The deputies claim Hill pointed a gun at them and refused orders to drop it. Other witnesses dispute that claim, and an unloaded firearm was allegedly found in Hill’s back pocket after he was killed. Hill’s family sued, and a jury awarded them $4: one dollar for funeral costs (which actually amounted to $11,000) and another dollar each for Hill’s three young children. That award was then reduced to nothing. How did it all happen?
Under Florida negligence laws, civil liability can be apportioned by the each party’s degree of blame in an accident. The eight jurors decided that one of the deputies was just one percent at fault for the shooting, while Hill, who was intoxicated at the time, was largely to blame for his own death: 99 percent to be exact. Additionally, for civil lawsuits in Florida, if a person is intoxicated and determined to be more than 50 percent at fault, their damages are automatically reduced to zero.
But while those are the legal nuts and bolts of the jury award, John Phillips, the family’s attorney, thinks something else was going on.

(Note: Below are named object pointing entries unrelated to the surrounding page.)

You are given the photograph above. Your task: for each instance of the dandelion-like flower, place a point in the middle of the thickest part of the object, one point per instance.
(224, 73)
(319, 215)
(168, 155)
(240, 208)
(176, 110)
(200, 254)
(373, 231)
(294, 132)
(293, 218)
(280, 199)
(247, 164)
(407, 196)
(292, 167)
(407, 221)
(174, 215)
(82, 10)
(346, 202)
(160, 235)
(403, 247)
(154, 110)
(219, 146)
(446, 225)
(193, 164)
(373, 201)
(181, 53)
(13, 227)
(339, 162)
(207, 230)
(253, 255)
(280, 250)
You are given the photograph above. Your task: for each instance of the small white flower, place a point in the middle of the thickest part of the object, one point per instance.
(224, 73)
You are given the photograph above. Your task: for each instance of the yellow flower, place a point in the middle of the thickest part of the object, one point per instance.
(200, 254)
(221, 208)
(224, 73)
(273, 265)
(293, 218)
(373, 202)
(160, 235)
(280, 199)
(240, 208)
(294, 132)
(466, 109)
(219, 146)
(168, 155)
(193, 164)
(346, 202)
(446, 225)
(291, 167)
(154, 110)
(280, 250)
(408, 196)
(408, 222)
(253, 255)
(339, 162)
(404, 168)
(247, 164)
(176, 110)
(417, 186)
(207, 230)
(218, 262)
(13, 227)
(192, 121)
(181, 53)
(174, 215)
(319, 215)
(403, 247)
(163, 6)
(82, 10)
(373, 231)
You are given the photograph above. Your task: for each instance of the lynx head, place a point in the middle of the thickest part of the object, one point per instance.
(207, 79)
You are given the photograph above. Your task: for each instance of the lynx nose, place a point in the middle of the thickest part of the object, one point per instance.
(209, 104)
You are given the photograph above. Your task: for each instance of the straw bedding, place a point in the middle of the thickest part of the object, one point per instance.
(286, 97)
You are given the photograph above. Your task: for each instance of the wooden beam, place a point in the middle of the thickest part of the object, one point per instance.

“I’ve never seen anything like it,” Phillips told the Washington Post:
“If you lose a case, give zero dollars. If you win a case, give fair value. That’s where we’re just kind of confused. Were they trying to say that we should be punished for basically bringing the suit and thus the dollar? Or were they saying that the true value of these children’s pain was a dollar?”
Phillips told CBS News that jurors’ demeanors changed over the course of their 10-hour deliberations. “The jury said they couldn’t reach a verdict after 8 hours and then reached one which valued a child’s pain and suffering at $1,” he recalled. “Something had changed … They looked angry. Like they wanted a way out.”
The attorney also explained that jurors would have been aware that, given Hill’s intoxication and their determination that he was more at fault for the shooting than the deputies, any award they granted would be reduced to zero.
“Some jurors were determined to punish the family for being in court,” Phillips asserted. “Either that is punitive or this family’s lives were virtually worthless. $0 would have been better.” He likened the jury’s decision to giving paltry tips to restaurant servers for bad service. “Without a tip,” Phillips told the Post, “they may wonder if I forgot to tip, or if I was just cheap. If I leave a dollar, they’re going to know I intended to tip and this is an insult.”
Phillips added that the family is planning to appeal the jury verdict.